Par exemple, en juillet 2017, en demandant aux Etats-Unis de réduire de 755 agents leur effectif de personnel en poste dans leur ambassade Moscou et dans les quatre consulats (Moscou, Saint-Pétersbourg, Ekaterinbourg, Vladivostok). Le Kremlin entendait par-là réagir au nouveau train de sanctions imposé à la Russie par le Congrès en lien avec l’ingérence russe dans l’élection présidentielle de novembre 2016. Mais ce faisant, le Kremlin a annoncé qu’il ne faisait de toutes façons que ramener le personnel de rang diplomatique et consulaire, mais aussi le personnel administratif, technique et de service (qui est en partie de recrutement local) de ces différents postes au niveau de ceux que la Russie possède aux Etats-Unis, soit 455 agents. Cela signifie que les Etats-Unis avaient jusque-là au sein de leurs postes diplomatiques et consulaires en Russie pas moins de 1210 agents, alors même que le niveau d’échanges bilatéraux s’est considérablement réduit au cours des dernières années et ne nécessite a priori en rien un tel volume d’effectifs.

 

Très récemment, pour sanctionner la Russie considérée comme commanditaire de l’agression commise à Salisbury envers un ancien agent double du KGB, Sergueï Skripal et de sa fille, ainsi qu’un policier anglais, contaminés au moyen d’un puissant agent chimique innervant, la Première ministre du Royaume-Uni, Teresa May, a pris le 14 mars 2018, la décision d’expulser 23 agents diplomatiques russes en poste à Londres (ils étaient 59 au sein de l’ambassade), par ailleurs identifiés comme ayant des activités de renseignement.

 

Par solidarité avec le Royaume-Uni, 12 Etats membres de l’Union européenne ainsi que les Etats-Unis et l’Ukraine ont annoncé le 26 mars 2018 que chacun d’entre eux procéderait à l’expulsion ou à la déclaration comme persona non grata d’agents diplomatiques russes.
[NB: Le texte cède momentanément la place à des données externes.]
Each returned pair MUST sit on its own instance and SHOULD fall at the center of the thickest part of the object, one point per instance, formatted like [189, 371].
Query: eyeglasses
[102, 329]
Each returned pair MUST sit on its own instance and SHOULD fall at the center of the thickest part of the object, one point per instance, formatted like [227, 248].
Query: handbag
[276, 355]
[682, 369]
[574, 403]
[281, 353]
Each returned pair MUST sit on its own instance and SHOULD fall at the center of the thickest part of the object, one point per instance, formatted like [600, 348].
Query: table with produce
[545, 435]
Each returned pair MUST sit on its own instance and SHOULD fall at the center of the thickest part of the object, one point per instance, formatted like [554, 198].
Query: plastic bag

La France comme l’Allemagne, la Pologne et la Lituanie ont décidé par exemple d’expulser 4 agents diplomatiques chacune. Les États-Unis ont procédé de leur côté à l’expulsion de 60 diplomates russes dont 48 étaient considérés comme des « agents de renseignement connus » opérant au sein du consulat de Russie à Seattle, à proximité de lieux d’implantation d’entreprises américaines de haute technologie, et 12 au sein de la représentation de Russie auprès de l’Onu.

 

En réponse à ces décisions, la Russie a annoncé le 29 mars 2018 qu’elle expulsait encore 60 agents diplomatiques américains et demandait aux Etats-Unis de fermer leur consulat de Saint-Pétersbourg. Puis le 30 mars, le Kremlin a annoncé expulser des agents diplomatiques européens en nombre équivalent à celui des agents russes objets de cette mesure.

 

Il y avait d’ailleurs eu un précédent à une telle affaire d’empoisonnement puisque, en 2006 déjà, le gouvernement britannique avait procédé à l’expulsion de 4 agents diplomatiques russes en poste à Londres à la suite de l’empoisonnement dans la capitale britannique d’un ancien agent du KGB, Alexandre Litvinenko.

 

En fin de compte, il y a dans toute mesure d’expulsion d’agents diplomatiques étrangers, une forme d’auto-sanction.

 

 

2 Commentaires
  • Guerirem Amar
    avril 21, 2018

    Bonjour,
    Merci beaucoup pour cet article très intéressant et riche en informations. J’aurais une question à vous poser, les organes diplomatiques ayant comme but principal la coopération et la négociation, ne trouvez-vous pas incohérent qu’en situation de conflit, les premiers touchés soient ceux considerés comme les plus aptes à pouvoir permettre un terrain d’entente et favoriser une communciation interétatique?
    Cordialement.

    • espritri
      avril 27, 2018

      Vous soulignez en effet un aspect paradoxal des relations diplomatiques qui montre bien que celles-ci ne sont pas faites pour être le champ d’application de sanctions unilatérales que l’on appelle des contre-mesures. Mais en l’occurrence, quand on procède à des expulsions, on commence par cibler prioritairement les agents diplomatiques de l’Etat accréditant qui non seulement sont en surnombre mais qui, de plus, sont identifiés comme ayant des activités de renseignement. Tant que le chef de mission diplomatique et son staff de conseillers d’ambassade restent en place, on peut considérer que cela n’atteint pas les capacités de fonctionnement de l’ambassade. La situation l’Etat accréditant (Etat d’envoi) rappelle son propre ambassadeur « en consultation ». Ce procédé consiste en cas de fâcherie importante avec l’Etat accréditaire (Etat de résidence) à faire rentrer l’ambassadeur et à laisser la direction de l’ambassade à un chargé d’affaires (le n° 2). Cette absence du chef de mission peut ainsi durer des mois. De fait, on prive l’Etat accréditant, avec lequel on a un différend politique important, de son principal interlocuteur à un moment où ce dernier serait le plus utile sur place. Bel exemple d’euphémisme du style diplomatique que le rappel en consultation de l’ambassadeur : il ne veut absolument pas dire que l’on fait revenir celui-ci pour le consulter.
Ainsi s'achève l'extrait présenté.